3. A primer design system according to claim 2, said selection conditions include at least one of a predetermined base length, a range of GC content and a range of Tm.

4. A primer design system according to claim 1, further comprising means for evaluating specificity of each designed primer or primer pair.

5. A method for designing primers, comprising the steps of:

selecting at least one DNA nucleotide sequence from a genomic DNA database;

predicting a plurality of exons of said selected DNA nucleotide;

simultaneously designing a plurality of primer pairs by using each of the predicted exons as a template; and

automatically collating said plurality of primer pairs with said predicted exons and the DNA nucleotide sequence.

6. A method for designing primers according to claim 5, further comprising a step of selecting a plurality of primer pairs meeting certain selection conditions from said plurality of designed primer pairs, wherein said extraction conditions include at least one of a predetermined base length, a GC content, Tm.
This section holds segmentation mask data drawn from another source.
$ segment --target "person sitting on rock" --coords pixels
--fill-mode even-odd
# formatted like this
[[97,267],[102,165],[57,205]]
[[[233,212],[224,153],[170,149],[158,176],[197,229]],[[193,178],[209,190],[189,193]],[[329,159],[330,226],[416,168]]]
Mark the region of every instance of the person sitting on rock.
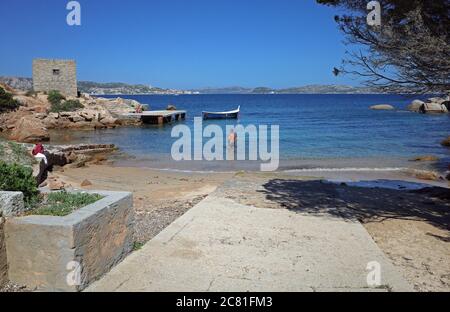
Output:
[[34,158],[36,158],[36,160],[38,161],[43,160],[45,164],[48,163],[47,156],[45,155],[44,146],[41,143],[36,144],[31,153],[33,154]]
[[48,172],[52,172],[54,166],[65,166],[69,163],[66,154],[46,151],[42,144],[36,144],[31,154],[39,163],[39,173],[36,177],[38,185],[41,185],[47,179]]

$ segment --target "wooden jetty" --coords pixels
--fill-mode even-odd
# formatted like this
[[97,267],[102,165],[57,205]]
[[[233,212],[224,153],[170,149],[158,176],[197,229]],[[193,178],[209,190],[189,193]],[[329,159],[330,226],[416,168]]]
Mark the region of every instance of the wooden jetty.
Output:
[[152,125],[163,125],[175,121],[186,119],[186,111],[182,110],[159,110],[159,111],[145,111],[142,113],[128,113],[123,114],[122,118],[136,118],[141,119],[143,123]]

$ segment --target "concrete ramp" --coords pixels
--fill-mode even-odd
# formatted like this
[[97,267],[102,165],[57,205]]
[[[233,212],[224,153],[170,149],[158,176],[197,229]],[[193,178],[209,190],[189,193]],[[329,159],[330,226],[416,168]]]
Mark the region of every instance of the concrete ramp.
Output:
[[[380,264],[381,285],[367,266]],[[359,222],[209,196],[88,291],[412,291]]]

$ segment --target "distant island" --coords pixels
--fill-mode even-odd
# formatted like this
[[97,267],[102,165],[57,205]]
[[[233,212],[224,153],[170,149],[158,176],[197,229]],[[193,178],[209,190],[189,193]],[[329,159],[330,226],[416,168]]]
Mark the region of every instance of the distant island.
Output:
[[205,88],[191,90],[200,94],[379,94],[377,89],[347,85],[307,85],[301,87],[272,89],[267,87]]
[[[0,82],[17,90],[28,91],[33,88],[33,80],[23,77],[0,77]],[[151,95],[151,94],[379,94],[369,87],[354,87],[348,85],[307,85],[294,88],[273,89],[268,87],[244,88],[201,88],[192,90],[164,89],[143,84],[127,84],[122,82],[100,83],[79,81],[78,90],[91,95]]]

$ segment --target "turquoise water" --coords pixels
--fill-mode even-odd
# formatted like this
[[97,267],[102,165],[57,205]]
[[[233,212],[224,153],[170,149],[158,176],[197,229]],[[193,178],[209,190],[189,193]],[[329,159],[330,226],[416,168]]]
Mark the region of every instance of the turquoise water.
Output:
[[[224,111],[241,106],[238,121],[246,126],[279,125],[282,168],[397,168],[419,155],[450,156],[440,141],[450,134],[450,115],[407,112],[414,99],[401,95],[182,95],[122,96],[164,109],[174,104],[187,110],[185,124],[203,110]],[[373,111],[375,104],[391,104],[396,111]],[[221,127],[236,121],[207,121]],[[137,165],[191,169],[204,167],[175,163],[170,150],[173,125],[119,128],[71,133],[71,140],[115,143]],[[128,160],[130,162],[130,160]],[[209,164],[209,166],[212,166]],[[234,165],[233,165],[234,166]],[[214,168],[213,168],[214,169]]]

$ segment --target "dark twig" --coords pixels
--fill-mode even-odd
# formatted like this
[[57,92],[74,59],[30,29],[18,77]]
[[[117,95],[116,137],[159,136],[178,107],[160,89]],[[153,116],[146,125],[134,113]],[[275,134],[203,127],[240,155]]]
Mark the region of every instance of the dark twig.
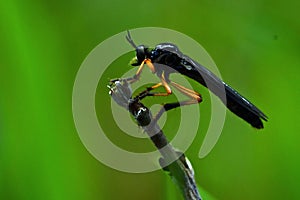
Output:
[[112,98],[133,115],[137,124],[144,129],[160,151],[162,155],[160,165],[165,171],[169,172],[172,180],[180,188],[185,200],[201,200],[194,178],[194,170],[189,160],[182,152],[174,150],[156,123],[158,119],[153,120],[149,109],[140,102],[146,95],[143,93],[131,98],[132,90],[126,80],[114,80],[108,87]]

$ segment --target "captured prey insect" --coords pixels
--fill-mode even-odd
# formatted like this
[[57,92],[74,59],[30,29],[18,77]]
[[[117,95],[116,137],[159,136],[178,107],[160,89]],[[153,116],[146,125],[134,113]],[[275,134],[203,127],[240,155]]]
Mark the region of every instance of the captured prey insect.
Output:
[[126,79],[111,80],[110,85],[107,87],[110,89],[109,94],[115,102],[126,108],[135,118],[139,126],[144,127],[150,123],[155,124],[163,114],[163,111],[168,111],[180,106],[180,102],[164,104],[164,109],[152,117],[149,109],[141,103],[142,99],[149,96],[148,90],[142,91],[135,97],[132,97],[132,89]]
[[132,89],[128,82],[125,80],[111,80],[109,88],[109,94],[115,100],[117,104],[126,108],[132,116],[135,118],[139,126],[147,126],[151,122],[151,113],[147,107],[145,107],[140,100],[145,98],[146,93],[141,93],[135,98],[132,97]]
[[207,87],[220,98],[230,111],[250,123],[253,127],[258,129],[263,128],[262,120],[267,121],[267,116],[262,111],[211,71],[192,58],[184,55],[176,45],[161,43],[156,45],[154,49],[148,48],[145,45],[137,46],[133,42],[129,31],[126,39],[136,51],[136,57],[132,60],[131,65],[139,66],[136,74],[127,80],[130,83],[137,81],[144,64],[146,64],[161,80],[160,83],[147,88],[147,90],[151,91],[161,86],[166,90],[166,92],[148,92],[148,96],[168,96],[172,93],[170,86],[173,86],[190,98],[189,100],[180,102],[178,106],[200,103],[202,98],[198,92],[185,88],[169,79],[171,73],[180,73]]

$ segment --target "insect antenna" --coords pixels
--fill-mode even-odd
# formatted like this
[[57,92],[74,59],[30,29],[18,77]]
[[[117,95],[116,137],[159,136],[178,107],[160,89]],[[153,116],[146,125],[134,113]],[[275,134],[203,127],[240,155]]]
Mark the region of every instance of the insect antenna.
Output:
[[133,40],[131,38],[129,30],[127,30],[126,40],[129,42],[129,44],[131,44],[131,46],[133,48],[135,48],[135,49],[137,48],[137,46],[135,45],[135,43],[133,42]]

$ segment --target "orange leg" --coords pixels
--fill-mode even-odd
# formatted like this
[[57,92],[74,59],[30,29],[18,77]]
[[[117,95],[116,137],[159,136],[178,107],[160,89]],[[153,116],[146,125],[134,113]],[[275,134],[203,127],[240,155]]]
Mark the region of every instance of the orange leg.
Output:
[[[172,91],[170,89],[170,86],[165,81],[164,75],[162,76],[161,80],[162,80],[162,82],[160,82],[152,87],[147,88],[147,90],[141,92],[135,98],[142,100],[146,96],[168,96],[168,95],[170,95],[172,93]],[[182,85],[179,85],[178,83],[175,83],[173,81],[171,82],[171,85],[174,86],[179,92],[181,92],[185,96],[188,96],[190,99],[181,101],[181,102],[163,104],[163,107],[159,110],[159,112],[153,118],[151,124],[155,124],[160,119],[160,117],[163,115],[163,113],[165,111],[168,111],[168,110],[171,110],[171,109],[174,109],[177,107],[185,106],[185,105],[197,104],[197,103],[202,102],[202,97],[198,92],[196,92],[194,90],[190,90],[190,89],[188,89]],[[165,87],[165,89],[166,89],[165,93],[150,93],[151,90],[161,87],[161,86]]]
[[[150,68],[150,70],[155,73],[155,66],[153,65],[153,63],[151,62],[150,59],[145,59],[141,65],[139,66],[138,71],[136,72],[136,74],[132,77],[132,78],[128,78],[127,81],[129,83],[134,83],[136,82],[141,73],[142,70],[144,68],[144,64],[146,63],[146,65]],[[147,90],[141,92],[139,95],[137,95],[135,98],[138,99],[143,99],[146,96],[169,96],[170,94],[172,94],[172,90],[171,87],[169,86],[169,84],[167,83],[166,79],[165,79],[165,75],[164,72],[162,73],[162,76],[160,77],[161,82],[157,83],[156,85],[153,85],[149,88],[147,88]],[[171,85],[173,87],[175,87],[179,92],[181,92],[182,94],[188,96],[190,99],[186,100],[186,101],[181,101],[181,102],[175,102],[175,103],[168,103],[168,104],[164,104],[163,108],[161,108],[161,110],[158,112],[158,114],[156,115],[156,117],[154,118],[154,121],[157,121],[161,115],[163,114],[163,112],[180,107],[180,106],[184,106],[184,105],[191,105],[191,104],[197,104],[200,103],[202,101],[201,95],[194,91],[194,90],[190,90],[178,83],[175,82],[171,82]],[[153,92],[150,93],[151,90],[156,89],[158,87],[163,86],[166,90],[166,92]]]
[[185,105],[189,105],[189,104],[200,103],[202,101],[202,97],[198,92],[196,92],[194,90],[190,90],[190,89],[188,89],[182,85],[179,85],[178,83],[175,83],[173,81],[171,82],[171,85],[174,86],[182,94],[191,98],[190,100],[183,101],[181,103],[184,103]]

7. A method for designing primers according to claim 5, further comprising a step of evaluating specificity of each designed primer or primer pair.

8. A primer design system according to claim 1, further comprising randomly dividing fragments of a genomic DNA as templates for exon prediction.

9. A primer design system, comprising:

means for designing a plurality of primer pairs by using each of the predicted exons as a template; and

means for evaluating specificity of each designed primer or each designed primer pair.

10. A primer design system according to claim 9, wherein the means for evaluating specificity evaluates each designed primer by conducting BLAST searches for a full sequence of the primer via at least one repeat database and at least one genome database.

11. A primer design system according to claim 9, wherein the means for evaluating specificity evaluates each designed primer by conducting a BLAST search for any undesirable sequence contained therein.

12. A primer design system according to claim 9, wherein the means for evaluating specificity evaluates each designed primer pair by conducting justification checks on each multiplication region in the DNA which contains an exact sequence as the primer but positioned elsewhere on the DNA.